Confirmatory Factor Analysis
Historically, factor analysis has been the prime statistical technique for the development of structural theories in social science, such as the hierarchical factor model of human cognitive abilities, or the Five Factor Model of personality. In confirmatory factor analysis the researcher specifies the number of factors which underlie a set of observed variables, together with the relationships between the observed variables and the factors. In the example below, three observed variables (Conscientiousness, Emotional Stability and Agreeableness) load on the factor of Stability, and two observed variables (Extraversion and Openness to Experience) load on Plasticity. This model is hypothesized in advance and the data to test the model comprises the correlations between the observed variables, known as the sample correlation matrix. The parameters of the model (factor loadings and error variances) are estimated so that the factor model generates a correlation matrix which is as close an approximation to the sample correlation matrix as possible. The preferred method of estimation for continuous data is maximum likelihood. The discrepancies between the sample correlation matrix and the model generated correlation matrix are used to assess the fit of the model. Factor models which fit the data well are judged to be plausible, while those which do not are rejected.

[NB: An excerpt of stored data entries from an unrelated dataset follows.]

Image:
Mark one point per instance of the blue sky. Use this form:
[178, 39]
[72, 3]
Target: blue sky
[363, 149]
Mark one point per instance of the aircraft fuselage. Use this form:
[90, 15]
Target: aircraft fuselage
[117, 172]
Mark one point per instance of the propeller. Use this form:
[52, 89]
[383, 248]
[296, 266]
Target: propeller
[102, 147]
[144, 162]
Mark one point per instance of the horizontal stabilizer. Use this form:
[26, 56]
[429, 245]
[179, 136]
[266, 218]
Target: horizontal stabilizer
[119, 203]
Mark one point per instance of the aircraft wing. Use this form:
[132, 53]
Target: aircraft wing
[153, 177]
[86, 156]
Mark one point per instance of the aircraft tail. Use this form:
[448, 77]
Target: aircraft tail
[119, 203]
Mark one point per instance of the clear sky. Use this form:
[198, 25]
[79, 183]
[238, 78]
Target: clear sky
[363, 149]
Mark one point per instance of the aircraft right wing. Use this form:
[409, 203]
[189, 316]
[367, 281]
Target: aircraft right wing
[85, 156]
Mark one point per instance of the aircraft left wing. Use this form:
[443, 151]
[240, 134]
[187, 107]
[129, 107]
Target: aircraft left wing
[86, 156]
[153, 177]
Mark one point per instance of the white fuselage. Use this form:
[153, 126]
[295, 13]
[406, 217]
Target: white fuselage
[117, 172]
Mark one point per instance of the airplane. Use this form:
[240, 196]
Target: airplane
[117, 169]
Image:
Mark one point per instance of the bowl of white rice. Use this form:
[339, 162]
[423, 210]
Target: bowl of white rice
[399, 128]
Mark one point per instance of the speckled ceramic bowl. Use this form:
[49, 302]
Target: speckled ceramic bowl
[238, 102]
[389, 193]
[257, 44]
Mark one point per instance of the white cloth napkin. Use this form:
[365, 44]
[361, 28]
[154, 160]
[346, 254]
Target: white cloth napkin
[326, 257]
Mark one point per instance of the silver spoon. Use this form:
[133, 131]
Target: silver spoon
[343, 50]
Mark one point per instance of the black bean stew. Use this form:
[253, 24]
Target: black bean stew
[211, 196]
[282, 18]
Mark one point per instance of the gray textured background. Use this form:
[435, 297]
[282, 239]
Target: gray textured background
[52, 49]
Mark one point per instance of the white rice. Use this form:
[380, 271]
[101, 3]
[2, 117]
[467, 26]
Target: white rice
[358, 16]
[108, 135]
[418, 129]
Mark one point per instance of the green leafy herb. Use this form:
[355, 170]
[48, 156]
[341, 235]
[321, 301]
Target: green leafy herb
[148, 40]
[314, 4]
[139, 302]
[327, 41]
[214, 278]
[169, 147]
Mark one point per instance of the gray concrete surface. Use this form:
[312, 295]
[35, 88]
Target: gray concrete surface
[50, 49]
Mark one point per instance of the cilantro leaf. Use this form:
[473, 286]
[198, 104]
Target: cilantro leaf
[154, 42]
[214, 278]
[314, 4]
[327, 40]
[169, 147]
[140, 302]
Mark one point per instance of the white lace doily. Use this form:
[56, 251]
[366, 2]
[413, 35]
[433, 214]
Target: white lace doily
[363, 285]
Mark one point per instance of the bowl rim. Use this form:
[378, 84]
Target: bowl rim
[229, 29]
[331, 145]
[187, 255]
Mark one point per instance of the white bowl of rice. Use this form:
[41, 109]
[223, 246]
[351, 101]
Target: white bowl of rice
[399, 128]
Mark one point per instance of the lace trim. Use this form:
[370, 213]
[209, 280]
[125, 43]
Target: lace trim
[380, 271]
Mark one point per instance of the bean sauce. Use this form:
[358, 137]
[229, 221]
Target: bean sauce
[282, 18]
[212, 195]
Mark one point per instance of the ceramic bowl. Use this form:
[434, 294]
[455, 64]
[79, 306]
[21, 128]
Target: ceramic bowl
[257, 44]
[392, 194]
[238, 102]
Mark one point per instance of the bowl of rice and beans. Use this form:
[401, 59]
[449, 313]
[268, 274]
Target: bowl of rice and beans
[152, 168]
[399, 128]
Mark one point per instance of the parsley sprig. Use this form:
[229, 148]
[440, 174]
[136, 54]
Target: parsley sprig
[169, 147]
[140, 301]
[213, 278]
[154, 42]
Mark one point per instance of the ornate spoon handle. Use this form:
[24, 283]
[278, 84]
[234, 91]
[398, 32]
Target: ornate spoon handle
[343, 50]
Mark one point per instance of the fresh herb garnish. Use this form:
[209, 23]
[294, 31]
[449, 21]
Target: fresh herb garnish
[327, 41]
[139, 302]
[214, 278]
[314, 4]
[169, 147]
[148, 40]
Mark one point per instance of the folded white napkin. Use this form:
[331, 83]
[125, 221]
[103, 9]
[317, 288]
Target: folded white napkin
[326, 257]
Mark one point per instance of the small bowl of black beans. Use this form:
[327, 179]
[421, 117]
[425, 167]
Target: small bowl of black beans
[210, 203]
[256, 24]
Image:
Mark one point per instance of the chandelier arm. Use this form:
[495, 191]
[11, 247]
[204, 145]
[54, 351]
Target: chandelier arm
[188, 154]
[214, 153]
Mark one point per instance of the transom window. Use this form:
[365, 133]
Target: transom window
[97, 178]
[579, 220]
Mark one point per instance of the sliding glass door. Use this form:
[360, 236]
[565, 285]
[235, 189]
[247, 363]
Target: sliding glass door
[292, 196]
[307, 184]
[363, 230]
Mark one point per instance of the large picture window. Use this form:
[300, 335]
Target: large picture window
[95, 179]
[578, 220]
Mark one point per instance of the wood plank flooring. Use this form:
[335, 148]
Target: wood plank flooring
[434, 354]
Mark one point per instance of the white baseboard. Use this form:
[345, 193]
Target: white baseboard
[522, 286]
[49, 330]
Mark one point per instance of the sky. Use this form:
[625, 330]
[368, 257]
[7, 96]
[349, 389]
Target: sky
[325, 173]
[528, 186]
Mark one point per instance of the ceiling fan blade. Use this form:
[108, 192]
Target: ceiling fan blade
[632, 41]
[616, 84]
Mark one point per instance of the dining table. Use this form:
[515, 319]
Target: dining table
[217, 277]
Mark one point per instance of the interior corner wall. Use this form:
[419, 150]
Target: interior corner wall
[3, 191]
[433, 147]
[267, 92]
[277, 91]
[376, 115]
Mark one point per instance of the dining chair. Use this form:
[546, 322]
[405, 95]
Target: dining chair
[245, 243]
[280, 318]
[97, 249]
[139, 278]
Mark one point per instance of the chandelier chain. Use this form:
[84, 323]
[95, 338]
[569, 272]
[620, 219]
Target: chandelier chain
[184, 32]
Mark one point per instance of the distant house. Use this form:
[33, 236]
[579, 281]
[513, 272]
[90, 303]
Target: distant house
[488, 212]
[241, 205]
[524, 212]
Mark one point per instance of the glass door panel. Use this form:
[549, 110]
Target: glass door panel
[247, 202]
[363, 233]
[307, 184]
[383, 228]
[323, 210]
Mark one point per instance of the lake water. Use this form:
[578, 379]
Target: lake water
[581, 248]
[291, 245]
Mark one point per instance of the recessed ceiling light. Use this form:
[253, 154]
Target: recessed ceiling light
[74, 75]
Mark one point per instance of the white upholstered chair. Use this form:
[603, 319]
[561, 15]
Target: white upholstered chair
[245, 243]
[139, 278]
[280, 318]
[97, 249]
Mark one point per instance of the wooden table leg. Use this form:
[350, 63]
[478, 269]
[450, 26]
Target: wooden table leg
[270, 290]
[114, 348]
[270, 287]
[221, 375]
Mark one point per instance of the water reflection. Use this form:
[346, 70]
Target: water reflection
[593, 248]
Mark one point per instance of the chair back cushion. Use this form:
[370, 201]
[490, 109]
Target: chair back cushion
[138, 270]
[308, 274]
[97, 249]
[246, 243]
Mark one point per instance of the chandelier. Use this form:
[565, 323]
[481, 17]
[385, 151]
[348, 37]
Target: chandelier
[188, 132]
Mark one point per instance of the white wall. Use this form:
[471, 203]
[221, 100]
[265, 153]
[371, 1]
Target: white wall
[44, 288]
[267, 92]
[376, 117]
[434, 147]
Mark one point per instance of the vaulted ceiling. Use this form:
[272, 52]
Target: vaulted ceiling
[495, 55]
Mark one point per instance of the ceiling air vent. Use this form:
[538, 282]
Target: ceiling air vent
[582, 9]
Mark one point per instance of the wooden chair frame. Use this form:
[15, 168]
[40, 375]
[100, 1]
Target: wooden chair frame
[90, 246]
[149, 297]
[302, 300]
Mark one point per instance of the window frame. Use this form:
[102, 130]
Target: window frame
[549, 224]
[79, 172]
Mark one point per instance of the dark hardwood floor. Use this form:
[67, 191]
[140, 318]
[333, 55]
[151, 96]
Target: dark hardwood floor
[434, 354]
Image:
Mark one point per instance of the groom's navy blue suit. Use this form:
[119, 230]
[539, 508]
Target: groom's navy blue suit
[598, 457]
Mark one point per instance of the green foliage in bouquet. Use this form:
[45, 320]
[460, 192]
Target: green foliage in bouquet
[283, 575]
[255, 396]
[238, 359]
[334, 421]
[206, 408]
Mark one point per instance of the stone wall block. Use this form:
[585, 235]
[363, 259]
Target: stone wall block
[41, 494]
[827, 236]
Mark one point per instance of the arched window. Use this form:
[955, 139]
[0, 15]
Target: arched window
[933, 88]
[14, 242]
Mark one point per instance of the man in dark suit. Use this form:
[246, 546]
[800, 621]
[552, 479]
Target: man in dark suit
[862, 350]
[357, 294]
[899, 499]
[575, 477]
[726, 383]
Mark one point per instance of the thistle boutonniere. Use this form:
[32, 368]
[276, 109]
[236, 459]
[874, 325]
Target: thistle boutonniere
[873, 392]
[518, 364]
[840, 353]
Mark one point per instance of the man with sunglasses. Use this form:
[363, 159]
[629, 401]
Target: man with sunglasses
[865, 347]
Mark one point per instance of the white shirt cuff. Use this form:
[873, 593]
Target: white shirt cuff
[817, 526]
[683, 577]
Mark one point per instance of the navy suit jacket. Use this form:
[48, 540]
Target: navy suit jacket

Figure 1. The General Factor of Personality (GFP) going to the Big Two to the Big Five using the medians from Digman’s (1997) 14 samples. From Rushton and Irwing (2008).
Suitable sources in progressive order from basic to advanced:
Kline, R. B. (2005). Principles and Practice of Structural Equation Modelling. London: The Guilford Press.
Brown, T. A. (2006). Confirmatory factor analysis for applied research. New York, N.J.: Guiford Press.
Bollen, K. A. (1989). Structural equations with latent variables. New York, NJ: Wiley.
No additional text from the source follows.